Shiho Fukada's “Japan's Disposable Workers,” produced in collaboration with MediaStorm  and the Pulitzer Centre , documents the life of Internet cafe residents who earn too little to rent their own apartments.
Internet cafes have existed in Japan for over a decade, but in the mid 2000s customers began using these spaces as living quarters. According to the film, at least 38% of Japan's workforce are temporary workers, earning 50% of their salaried counterparts.
The cost of living in Japan's large cities can be expensive, and the cramped semi-private booths of Internet cafes provide a safety net of sorts, one step above living on the street.

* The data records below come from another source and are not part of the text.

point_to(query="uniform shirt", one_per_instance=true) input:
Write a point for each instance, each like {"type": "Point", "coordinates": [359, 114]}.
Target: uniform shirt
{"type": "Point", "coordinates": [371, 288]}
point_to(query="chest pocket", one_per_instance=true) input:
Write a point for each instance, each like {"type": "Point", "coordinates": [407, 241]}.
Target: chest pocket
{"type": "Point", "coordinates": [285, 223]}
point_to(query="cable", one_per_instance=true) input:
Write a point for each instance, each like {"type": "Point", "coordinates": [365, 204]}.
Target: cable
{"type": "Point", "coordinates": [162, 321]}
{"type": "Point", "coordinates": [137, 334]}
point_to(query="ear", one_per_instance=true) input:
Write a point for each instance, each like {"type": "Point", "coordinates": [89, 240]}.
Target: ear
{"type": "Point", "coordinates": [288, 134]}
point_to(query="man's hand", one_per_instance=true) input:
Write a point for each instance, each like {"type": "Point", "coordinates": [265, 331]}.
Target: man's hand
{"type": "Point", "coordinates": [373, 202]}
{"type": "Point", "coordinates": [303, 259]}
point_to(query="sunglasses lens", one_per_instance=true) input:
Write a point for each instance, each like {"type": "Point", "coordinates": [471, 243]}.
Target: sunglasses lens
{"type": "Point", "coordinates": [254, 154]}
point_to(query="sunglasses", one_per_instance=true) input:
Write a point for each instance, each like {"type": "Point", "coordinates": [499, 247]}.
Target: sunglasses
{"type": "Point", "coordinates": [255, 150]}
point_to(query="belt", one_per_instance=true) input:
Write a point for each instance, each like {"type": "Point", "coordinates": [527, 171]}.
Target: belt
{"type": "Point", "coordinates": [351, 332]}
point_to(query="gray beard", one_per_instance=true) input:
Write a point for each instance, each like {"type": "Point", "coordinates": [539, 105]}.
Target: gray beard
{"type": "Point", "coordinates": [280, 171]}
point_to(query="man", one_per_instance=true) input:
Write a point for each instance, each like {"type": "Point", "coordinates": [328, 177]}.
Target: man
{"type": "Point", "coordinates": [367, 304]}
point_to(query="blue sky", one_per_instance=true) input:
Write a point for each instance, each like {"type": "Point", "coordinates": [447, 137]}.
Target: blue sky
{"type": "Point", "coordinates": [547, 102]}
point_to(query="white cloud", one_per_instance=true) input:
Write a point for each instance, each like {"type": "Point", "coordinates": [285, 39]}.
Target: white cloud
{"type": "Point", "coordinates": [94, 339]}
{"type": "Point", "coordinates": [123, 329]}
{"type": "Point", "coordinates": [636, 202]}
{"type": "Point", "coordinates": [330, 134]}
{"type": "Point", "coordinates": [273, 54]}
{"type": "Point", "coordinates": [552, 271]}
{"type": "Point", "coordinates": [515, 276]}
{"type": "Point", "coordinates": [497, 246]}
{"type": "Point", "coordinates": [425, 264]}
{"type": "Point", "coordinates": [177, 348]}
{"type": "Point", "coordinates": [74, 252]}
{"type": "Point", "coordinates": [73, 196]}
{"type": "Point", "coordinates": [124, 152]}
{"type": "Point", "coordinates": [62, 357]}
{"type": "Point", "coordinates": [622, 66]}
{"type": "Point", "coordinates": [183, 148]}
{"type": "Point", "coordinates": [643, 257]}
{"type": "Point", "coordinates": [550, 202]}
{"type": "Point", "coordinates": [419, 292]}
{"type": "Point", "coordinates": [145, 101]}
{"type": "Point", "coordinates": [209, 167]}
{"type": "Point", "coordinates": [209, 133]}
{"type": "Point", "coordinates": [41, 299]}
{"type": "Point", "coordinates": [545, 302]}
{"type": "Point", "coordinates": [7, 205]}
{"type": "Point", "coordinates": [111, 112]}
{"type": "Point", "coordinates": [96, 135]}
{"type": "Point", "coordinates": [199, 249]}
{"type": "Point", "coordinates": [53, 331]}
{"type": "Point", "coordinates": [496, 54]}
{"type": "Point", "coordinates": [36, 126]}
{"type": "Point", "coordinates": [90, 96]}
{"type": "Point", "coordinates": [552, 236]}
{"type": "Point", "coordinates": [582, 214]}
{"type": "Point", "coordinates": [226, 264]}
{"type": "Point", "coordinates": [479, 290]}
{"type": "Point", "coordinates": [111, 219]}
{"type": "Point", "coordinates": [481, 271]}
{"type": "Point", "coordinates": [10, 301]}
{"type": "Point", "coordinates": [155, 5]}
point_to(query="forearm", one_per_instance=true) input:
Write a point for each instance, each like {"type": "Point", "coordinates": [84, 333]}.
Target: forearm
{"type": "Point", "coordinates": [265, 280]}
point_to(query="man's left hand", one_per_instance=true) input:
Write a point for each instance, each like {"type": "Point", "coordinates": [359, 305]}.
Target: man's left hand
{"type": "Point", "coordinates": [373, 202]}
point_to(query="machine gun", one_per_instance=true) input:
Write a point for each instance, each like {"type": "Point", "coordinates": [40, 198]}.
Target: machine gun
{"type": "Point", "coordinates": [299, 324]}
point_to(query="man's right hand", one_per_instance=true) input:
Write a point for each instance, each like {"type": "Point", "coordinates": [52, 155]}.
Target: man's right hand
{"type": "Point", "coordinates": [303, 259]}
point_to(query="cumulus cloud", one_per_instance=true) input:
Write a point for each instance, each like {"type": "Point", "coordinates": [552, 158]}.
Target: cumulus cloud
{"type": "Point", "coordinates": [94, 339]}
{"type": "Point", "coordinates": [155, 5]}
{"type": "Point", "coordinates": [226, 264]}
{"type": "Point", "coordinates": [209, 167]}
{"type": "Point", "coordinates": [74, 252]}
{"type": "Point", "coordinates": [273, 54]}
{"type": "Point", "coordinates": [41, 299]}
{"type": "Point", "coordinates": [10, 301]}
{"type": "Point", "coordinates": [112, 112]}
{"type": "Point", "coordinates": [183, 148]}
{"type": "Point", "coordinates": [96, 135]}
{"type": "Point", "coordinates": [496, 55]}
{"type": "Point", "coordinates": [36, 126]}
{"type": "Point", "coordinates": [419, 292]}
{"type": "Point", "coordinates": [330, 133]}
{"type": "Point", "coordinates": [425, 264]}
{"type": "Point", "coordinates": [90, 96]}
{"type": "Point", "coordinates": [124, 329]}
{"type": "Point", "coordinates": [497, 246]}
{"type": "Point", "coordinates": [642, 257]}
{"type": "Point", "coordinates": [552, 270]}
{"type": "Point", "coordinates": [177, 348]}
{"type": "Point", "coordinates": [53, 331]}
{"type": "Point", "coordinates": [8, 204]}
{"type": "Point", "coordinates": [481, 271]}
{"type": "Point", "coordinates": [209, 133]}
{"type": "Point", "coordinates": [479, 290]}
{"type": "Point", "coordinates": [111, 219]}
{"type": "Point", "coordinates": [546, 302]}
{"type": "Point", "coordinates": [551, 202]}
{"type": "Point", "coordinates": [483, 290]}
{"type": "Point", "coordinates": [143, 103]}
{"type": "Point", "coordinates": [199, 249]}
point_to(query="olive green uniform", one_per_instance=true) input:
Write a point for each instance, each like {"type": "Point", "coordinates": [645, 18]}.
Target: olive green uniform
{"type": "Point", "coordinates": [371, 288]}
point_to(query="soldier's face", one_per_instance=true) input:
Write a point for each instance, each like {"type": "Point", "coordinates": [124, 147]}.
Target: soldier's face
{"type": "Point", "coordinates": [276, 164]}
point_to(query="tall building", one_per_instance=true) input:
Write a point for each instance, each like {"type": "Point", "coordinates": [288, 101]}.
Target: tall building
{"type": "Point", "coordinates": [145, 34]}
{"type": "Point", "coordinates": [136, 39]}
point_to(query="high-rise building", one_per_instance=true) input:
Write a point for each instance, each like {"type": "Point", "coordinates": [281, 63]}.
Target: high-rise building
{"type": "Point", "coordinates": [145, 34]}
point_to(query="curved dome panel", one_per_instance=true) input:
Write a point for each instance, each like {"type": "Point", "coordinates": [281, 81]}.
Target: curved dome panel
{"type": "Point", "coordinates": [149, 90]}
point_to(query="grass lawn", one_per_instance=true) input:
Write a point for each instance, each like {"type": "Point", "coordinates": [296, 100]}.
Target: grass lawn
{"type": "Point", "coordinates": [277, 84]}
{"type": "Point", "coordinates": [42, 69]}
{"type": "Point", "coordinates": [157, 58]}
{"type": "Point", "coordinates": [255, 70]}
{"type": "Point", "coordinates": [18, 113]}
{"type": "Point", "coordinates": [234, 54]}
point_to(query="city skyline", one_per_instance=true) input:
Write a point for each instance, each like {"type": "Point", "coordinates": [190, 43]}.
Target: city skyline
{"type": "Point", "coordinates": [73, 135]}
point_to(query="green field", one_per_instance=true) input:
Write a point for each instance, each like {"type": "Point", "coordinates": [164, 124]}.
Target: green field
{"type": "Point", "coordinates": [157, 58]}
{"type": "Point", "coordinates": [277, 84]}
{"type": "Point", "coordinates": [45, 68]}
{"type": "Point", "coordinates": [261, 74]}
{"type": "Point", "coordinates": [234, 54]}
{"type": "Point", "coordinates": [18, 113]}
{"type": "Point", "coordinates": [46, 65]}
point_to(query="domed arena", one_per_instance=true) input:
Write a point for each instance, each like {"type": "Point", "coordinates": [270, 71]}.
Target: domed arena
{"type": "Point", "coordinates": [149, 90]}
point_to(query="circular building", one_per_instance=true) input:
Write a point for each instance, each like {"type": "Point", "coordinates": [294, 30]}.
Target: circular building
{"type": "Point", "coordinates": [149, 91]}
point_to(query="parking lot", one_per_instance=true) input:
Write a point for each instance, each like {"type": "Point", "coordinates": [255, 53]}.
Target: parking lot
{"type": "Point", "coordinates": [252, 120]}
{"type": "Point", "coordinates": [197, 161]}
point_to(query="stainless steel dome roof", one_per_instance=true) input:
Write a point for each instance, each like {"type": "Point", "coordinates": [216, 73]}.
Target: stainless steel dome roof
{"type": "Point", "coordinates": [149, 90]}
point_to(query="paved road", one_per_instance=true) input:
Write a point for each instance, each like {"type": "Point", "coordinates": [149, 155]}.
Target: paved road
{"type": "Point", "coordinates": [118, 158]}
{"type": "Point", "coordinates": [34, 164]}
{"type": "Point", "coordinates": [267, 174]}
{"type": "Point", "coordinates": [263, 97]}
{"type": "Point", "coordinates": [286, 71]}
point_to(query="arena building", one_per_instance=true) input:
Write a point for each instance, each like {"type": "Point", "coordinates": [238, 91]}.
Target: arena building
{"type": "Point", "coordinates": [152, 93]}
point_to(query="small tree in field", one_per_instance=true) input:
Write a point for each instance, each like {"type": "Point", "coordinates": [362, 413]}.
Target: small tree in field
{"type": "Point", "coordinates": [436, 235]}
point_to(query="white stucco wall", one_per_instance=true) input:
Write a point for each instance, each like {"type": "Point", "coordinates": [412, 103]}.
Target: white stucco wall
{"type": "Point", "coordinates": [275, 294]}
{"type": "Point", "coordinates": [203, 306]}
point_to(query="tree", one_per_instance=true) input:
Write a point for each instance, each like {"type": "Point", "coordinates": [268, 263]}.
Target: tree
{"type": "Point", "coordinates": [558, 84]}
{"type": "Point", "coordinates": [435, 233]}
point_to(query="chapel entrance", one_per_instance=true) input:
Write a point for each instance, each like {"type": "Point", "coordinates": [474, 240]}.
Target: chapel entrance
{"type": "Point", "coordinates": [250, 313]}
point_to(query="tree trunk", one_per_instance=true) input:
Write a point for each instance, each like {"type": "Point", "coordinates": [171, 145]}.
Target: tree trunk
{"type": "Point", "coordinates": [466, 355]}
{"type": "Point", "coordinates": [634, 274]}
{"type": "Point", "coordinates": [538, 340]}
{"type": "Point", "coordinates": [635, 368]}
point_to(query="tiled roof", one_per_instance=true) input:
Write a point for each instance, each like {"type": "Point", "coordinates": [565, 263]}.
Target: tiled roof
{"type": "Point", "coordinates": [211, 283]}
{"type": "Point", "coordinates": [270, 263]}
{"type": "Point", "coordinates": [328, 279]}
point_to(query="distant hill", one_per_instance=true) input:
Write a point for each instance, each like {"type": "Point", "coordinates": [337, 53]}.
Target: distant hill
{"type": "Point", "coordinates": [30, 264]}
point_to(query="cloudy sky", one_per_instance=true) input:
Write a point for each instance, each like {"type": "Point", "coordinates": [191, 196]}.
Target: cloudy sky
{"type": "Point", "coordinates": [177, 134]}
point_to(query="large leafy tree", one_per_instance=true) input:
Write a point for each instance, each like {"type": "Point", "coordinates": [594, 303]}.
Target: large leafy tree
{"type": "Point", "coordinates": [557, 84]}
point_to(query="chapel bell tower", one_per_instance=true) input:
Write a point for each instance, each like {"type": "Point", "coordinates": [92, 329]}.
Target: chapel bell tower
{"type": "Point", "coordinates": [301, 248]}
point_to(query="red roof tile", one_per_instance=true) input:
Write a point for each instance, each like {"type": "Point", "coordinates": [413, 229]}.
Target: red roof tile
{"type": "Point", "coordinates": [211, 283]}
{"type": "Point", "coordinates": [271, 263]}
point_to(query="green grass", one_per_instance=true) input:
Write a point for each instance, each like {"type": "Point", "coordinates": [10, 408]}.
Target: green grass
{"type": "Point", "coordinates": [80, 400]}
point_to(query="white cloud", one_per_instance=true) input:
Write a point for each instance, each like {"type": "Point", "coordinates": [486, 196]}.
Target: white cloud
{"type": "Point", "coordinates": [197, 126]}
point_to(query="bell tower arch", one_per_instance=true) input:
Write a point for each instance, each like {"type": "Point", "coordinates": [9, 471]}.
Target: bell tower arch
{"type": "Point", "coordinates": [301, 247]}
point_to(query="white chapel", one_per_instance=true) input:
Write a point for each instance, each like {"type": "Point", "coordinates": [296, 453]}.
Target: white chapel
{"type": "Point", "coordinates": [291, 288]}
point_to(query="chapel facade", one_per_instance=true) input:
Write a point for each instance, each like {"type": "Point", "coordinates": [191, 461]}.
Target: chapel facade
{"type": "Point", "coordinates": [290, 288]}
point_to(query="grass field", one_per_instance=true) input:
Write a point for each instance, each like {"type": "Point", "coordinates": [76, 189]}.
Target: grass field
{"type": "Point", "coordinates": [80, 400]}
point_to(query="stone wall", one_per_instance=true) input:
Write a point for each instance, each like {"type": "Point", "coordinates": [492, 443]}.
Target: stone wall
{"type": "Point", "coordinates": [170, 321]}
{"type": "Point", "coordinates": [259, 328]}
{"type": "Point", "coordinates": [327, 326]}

The “Japan’s Disposable Workers ” series of documentary film shorts explores the labor issues affecting Japan in three sections, illustrating a larger, ongoing global labor crisis at work.
Previous films in the series based on Fukada's work include “Overworked to Suicide” and “Dumping Ground.”
“Overworked to Suicide ” documents working conditions in Japan after the recession of the 1990s, when Japan's white-collar salaried workers would increasingly work arduous hours for fear of losing their jobs, resulting in increased rates of depression and suicide.
“Dumping Ground ” tells the story of Kamagasaki, Osaka, which used to be a thriving day laborer's town. Today, it is home to approximately 25,000 unemployed and elderly men, many of whom are also homeless.